The Law of Mass Action at work in epidemiology:
It was but a short leap from this analogy to the idea of a Law of Mass Action for epidemiology. Instead of two different chemicals being in contact we have two people being in contact, one infected and one susceptible. The number of new cases of influenza in a day or a week will depend on how many contacts between an infected and a susceptible person there are in a day or a week. This is converted into a mathematical notion by expressing the [per capita] rate of new infections as being proportional to the number of susceptibles times the number of infectives. If you double either one, the [per capita] number of new infectives in a day or a week will also double.
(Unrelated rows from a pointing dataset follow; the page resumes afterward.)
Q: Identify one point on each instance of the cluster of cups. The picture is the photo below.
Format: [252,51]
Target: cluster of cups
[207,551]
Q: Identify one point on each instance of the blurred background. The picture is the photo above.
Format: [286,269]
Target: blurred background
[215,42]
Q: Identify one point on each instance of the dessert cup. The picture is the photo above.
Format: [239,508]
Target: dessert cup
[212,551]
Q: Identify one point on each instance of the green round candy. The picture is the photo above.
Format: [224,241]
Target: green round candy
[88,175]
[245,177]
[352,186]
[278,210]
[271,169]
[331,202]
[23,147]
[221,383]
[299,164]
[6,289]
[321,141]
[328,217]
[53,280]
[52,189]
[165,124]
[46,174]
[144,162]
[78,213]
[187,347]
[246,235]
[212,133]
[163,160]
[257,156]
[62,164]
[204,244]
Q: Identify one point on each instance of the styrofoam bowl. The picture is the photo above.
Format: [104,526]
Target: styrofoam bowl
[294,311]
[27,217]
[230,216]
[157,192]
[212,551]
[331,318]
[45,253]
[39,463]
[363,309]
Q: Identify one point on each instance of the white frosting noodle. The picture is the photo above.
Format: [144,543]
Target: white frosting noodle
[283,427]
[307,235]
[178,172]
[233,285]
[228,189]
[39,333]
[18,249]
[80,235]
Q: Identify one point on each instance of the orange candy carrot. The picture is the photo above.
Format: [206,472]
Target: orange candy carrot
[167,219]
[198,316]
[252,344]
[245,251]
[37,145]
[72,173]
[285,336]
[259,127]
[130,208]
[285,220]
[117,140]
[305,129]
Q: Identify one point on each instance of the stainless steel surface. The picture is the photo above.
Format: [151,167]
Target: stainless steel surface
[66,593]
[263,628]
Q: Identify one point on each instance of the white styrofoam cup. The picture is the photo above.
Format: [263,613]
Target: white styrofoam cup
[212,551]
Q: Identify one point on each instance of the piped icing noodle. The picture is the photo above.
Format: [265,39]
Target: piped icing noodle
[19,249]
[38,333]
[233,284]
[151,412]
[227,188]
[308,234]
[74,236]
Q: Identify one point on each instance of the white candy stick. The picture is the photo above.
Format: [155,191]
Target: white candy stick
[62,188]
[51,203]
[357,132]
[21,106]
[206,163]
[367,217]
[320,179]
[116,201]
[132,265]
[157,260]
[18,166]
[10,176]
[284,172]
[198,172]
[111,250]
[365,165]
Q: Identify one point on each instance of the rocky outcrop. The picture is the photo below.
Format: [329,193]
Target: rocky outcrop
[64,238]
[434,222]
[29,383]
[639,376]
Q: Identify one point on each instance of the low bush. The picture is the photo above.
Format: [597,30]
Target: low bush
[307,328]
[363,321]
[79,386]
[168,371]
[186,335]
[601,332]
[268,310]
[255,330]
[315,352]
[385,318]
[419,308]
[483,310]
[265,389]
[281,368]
Again, while this makes some intuitive sense, it is an assumption. As in the chemistry example it can be made to follow from the earlier assumptions that all people in the population are exchangeable with one another (all molecules of chemical A are the same) and randomly mixed (susceptibles and infecteds come in contact unaware of each other’s status and with equal chance). There are ways around these assumptions but we will not deal with them here so as to keep the explanation as clear as we can make it. We will return to the assumption itself in the second last post.
We are now ready to examine the model in detail and explain the figure. That will begin in the next post.
[Addendum/clarification: Ethan in the comments pointed out an ambiguity in the second last paragraph, which I have now clarified with bracketed insertions of [per capita]. The chemistry example should be clear, as is, and the epidemiological analog parallels it. Hat tip to Ethan for pointing out the ambiguity.]